No sólo la oscuridad rodeaba a los discípulos; la barca en la que estaban cruzando el lago era sacudida por una fuerte borrasca y las olas la estaban llenando de agua. ¿Y dónde estaba Jesús? Jesús estaba dentro de la barca, pero estaba durmiendo.
“Dormía tranquilo, confiado en el Padre”,
dice el papa. Cuando los discípulos lo despertaron, Jesús calmó la tempestad y después les preguntó: “¿por qué tienen miedo? ¿todavía no tienen fe?”.
“En esta barca estamos todos”, 
señala Francisco. No es solo la barca de la Iglesia: es la humanidad. Todos nos encontramos allí, frágiles y desorientados. Aún aquellos que, desde altos cargos en el mundo, quisieron con prepotencia ignorar la situación, se han encontrado frente a sus contradicciones ante una situación cambiante y desafiante. No ha sido fácil para nadie tomar decisiones, tanto para el mayor cuidado de la vida, como para ir volviendo a la circulación y a las actividades. Al mismo tiempo, señala Francisco, esa conciencia de estar en la misma barca nos hace vernos unos a otros
“importantes y necesarios, todos llamados a remar juntos, todos necesitados de confortarnos mutuamente (…) descubrimos que no podemos seguir cada uno por nuestra cuenta, sino [todos] juntos”.
Todos juntos, sí… nos cuesta, nos cuesta romper el individualismo, nos cuesta romper los intereses de grupo para mirar al bien común; nos cuesta, pero es necesario; nos cuesta, pero no basta, si estamos juntos, pero no está Jesús.

Jesús pregunta: “¿todavía no tienen fe?”.
Voy a concluir con palabras de Francisco:
“El comienzo de la fe es saber que necesitamos la salvación. No somos autosuficientes; solos nos hundimos. Necesitamos al Señor como los antiguos marineros las estrellas. Invitemos a Jesús a la barca de nuestra vida. Entreguémosle nuestros temores, para que los venza. Al igual que los discípulos, experimentaremos que, con Él a bordo, no se naufraga. Porque esta es la fuerza de Dios: convertir en algo bueno todo lo que nos sucede, incluso lo malo. (…)
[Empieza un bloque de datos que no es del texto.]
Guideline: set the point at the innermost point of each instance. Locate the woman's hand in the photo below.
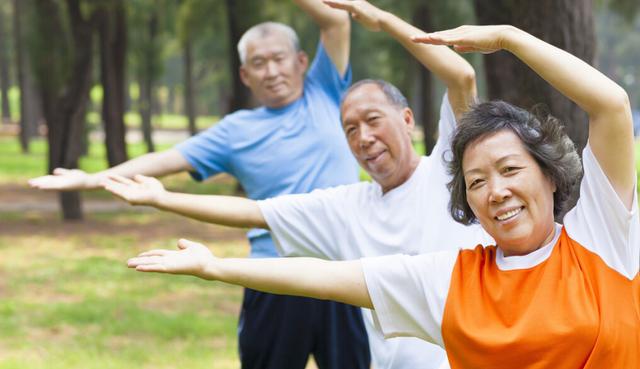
(483, 39)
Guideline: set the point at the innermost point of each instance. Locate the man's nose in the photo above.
(272, 68)
(366, 137)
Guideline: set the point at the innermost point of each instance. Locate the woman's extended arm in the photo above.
(610, 124)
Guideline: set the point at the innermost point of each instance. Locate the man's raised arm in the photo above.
(224, 210)
(155, 164)
(456, 73)
(335, 31)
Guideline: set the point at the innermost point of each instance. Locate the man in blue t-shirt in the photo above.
(292, 144)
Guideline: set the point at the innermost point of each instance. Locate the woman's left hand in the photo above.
(483, 39)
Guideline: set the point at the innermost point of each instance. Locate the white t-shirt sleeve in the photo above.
(308, 224)
(409, 293)
(601, 223)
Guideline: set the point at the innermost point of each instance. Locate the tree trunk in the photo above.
(65, 79)
(146, 84)
(4, 72)
(112, 30)
(237, 20)
(423, 88)
(30, 105)
(189, 103)
(567, 24)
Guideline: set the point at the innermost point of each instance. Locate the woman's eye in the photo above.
(475, 183)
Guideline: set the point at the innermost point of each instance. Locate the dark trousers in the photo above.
(280, 332)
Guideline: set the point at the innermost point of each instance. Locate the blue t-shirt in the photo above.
(293, 149)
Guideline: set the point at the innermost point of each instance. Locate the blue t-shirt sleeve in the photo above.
(323, 73)
(208, 152)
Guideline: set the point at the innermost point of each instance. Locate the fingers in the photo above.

El Señor nos interpela y, en medio de nuestra tormenta, nos invita a despertar y a activar esa solidaridad y esperanza capaz de dar solidez, contención y sentido a estas horas donde todo parece naufragar.
El Señor se despierta para despertar y avivar nuestra fe pascual. (…) Tenemos una esperanza: en su Cruz hemos sido sanados y abrazados para que nadie ni nada nos separe de su amor redentor. En medio del aislamiento donde estamos sufriendo la falta de los afectos y de los encuentros, experimentando la carencia de tantas cosas, escuchemos una vez más el anuncio que nos salva: ha resucitado y vive a nuestro lado.”
Jesucristo ha resucitado. Jesucristo vive. Jesucristo camina a nuestro lado.
Esa es nuestra fe, la fe que ahora vamos juntos a profesar.